Peter Brown, their co-CEO: “If there were signals that made a lot of sense that were very strong, they would have long-ago been traded out. There are signals that you can’t understand, but they’re there, and they can be relatively strong.”
They called the faint patterns “ghosts”—trends so subtle that most investors couldn’t notice them. Simons eventually came around to a view that the whys didn’t matter, just that the trades worked.
“Any time you hear financial experts talking about how the market went up because of such and such—remember it’s all nonsense,” Brown said.
Construction means betting against industry wisdom. It means trusting patterns that look like noise to everyone else. That takes CEO cover. Nobody else in your organization has the latitude to reject consensus.
Decision 3: Keep the signal private long enough to compound.
Every insight you share is value you’ll never compound.
Renaissance never published. Never attended conferences. Never shared insights. For 30 years.
Jim Simons once quoted Animal Farm: “God gave me a tail to keep off the flies. But I’d rather have had no tail and no flies.” That’s how he felt about publicity.
When employees leave Renaissance, they lose access to the Medallion Fund. Knowledge stays inside the building.
Your CDO is measured on “insights delivered.” Every dashboard shared, every report published—that’s their output metric. They’re literally incentivized to broadcast value.

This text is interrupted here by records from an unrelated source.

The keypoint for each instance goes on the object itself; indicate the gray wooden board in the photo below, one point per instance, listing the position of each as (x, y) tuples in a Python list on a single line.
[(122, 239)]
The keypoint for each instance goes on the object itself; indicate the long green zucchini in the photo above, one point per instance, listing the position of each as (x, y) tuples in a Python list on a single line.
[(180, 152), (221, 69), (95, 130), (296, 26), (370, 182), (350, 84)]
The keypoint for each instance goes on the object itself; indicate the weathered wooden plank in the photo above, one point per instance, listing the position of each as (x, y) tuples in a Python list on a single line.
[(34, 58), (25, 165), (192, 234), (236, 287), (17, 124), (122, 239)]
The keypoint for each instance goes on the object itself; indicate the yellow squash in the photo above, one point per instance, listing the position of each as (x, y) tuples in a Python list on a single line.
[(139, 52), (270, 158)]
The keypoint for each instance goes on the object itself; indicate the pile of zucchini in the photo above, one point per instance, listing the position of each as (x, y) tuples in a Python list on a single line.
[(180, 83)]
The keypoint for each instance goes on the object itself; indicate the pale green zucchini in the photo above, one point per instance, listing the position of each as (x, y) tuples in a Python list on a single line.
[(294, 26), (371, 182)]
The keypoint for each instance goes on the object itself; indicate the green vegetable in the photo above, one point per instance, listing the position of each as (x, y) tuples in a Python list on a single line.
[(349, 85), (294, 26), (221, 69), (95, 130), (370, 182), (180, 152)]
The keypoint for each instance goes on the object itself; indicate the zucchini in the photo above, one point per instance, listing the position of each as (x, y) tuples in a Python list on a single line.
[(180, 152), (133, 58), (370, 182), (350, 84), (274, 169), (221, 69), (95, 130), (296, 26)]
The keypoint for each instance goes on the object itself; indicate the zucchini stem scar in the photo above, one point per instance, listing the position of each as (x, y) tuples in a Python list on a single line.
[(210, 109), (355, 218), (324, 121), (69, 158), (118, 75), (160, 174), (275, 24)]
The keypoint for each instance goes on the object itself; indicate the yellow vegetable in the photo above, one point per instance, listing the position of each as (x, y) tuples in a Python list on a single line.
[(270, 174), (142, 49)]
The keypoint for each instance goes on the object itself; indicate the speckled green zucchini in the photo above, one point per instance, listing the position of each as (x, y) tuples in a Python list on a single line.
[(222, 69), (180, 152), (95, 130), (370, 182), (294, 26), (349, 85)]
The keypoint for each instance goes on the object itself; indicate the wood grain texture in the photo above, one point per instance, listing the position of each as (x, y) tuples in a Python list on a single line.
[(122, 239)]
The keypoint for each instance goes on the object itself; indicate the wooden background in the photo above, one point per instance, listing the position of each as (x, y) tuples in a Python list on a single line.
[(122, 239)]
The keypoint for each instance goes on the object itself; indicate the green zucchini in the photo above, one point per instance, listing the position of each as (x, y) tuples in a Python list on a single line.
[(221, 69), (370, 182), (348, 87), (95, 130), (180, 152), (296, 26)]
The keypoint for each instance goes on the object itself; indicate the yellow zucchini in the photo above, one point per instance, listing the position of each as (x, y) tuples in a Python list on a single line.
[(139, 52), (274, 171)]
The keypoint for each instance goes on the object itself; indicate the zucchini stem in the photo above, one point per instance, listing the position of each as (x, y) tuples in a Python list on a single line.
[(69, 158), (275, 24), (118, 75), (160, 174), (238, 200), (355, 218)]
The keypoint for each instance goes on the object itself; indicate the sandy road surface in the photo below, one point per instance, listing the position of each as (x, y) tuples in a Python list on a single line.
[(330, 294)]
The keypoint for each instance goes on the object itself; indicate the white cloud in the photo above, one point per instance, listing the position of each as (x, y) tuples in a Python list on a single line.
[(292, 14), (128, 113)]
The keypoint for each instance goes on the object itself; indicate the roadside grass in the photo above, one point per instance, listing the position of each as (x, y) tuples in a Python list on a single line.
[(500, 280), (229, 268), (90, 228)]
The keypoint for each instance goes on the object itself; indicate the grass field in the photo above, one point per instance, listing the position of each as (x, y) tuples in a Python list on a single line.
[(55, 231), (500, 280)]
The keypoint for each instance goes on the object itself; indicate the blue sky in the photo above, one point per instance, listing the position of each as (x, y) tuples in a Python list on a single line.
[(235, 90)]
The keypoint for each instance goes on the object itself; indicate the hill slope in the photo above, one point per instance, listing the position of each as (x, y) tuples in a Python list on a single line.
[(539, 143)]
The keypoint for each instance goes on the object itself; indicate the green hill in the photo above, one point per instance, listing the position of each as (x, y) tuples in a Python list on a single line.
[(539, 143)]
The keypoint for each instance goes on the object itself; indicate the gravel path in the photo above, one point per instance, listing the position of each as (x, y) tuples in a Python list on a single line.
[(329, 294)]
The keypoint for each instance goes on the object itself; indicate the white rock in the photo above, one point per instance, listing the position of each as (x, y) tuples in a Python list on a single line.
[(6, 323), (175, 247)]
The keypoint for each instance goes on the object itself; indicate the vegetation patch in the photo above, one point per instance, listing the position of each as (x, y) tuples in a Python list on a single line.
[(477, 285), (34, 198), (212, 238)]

Renaissance built tiny advantages and compounded them for decades. The signal that’s worth 0.1% today might be worth 10% in five years if nobody else finds it. The moment you publish it, the edge starts decaying.
“Visibility invites competition. The less competition, the better.”
Collected data commoditizes—constructed data compounds
Collected data is the mindset that says: our data is inherently valuable, we just need to organize it. The CDO’s job is to collect what exists and make it accessible.
Constructed data is the mindset that says: data value must be deliberately built through strategic choices. The CEO’s job is to make construction decisions the CDO can’t.
Everyone in Farrall’s meetings thinks they’re high-value/easy. They believe collecting and organizing will unlock obvious value.
They’re actually low-value/difficult. Without construction, they’re organizing commodity inputs that create no differentiation.
Renaissance assumed their data was worthless and spent a decade proving otherwise through systematic construction. Most companies assume their data is valuable and never construct anything.
The 10-Minute CEO Data Construction Scorecard
Measure
What are we measuring that would look wasteful for 12 months?
What data do we pay to create that competitors don’t even have access to?
Reject
Which KPI or “industry best practice” do we believe is misleading?
Where are we explicitly betting on a non-intuitive signal?
Protect
What insight or model would we never put in a deck?
Who outside the core team has access to our highest-leverage analysis?
Compound
Do we have a policy for what not to publish internally?
Are we building reusable “signal factories,” or shipping one-off dashboards?
Accountability
Which CEO-owned construction decision will change this quarter?
If you can’t answer these, you’re collecting—not constructing.
Your board will ask about data ROI at the next meeting.
If you’re collecting, you’ll show dashboards and adoption metrics. The board won’t be convinced.
If you’re constructing, you’ll need to answer three questions only you can answer:
What are we measuring that nobody else measures?
What industry wisdom are we systematically ignoring?
Are we compounding insights or publishing them?
Your CDO can’t make these decisions. The construction choices are yours.
The moat isn’t in the data. It’s in the decisions only you can make about what to build, what to ignore, and what never to share.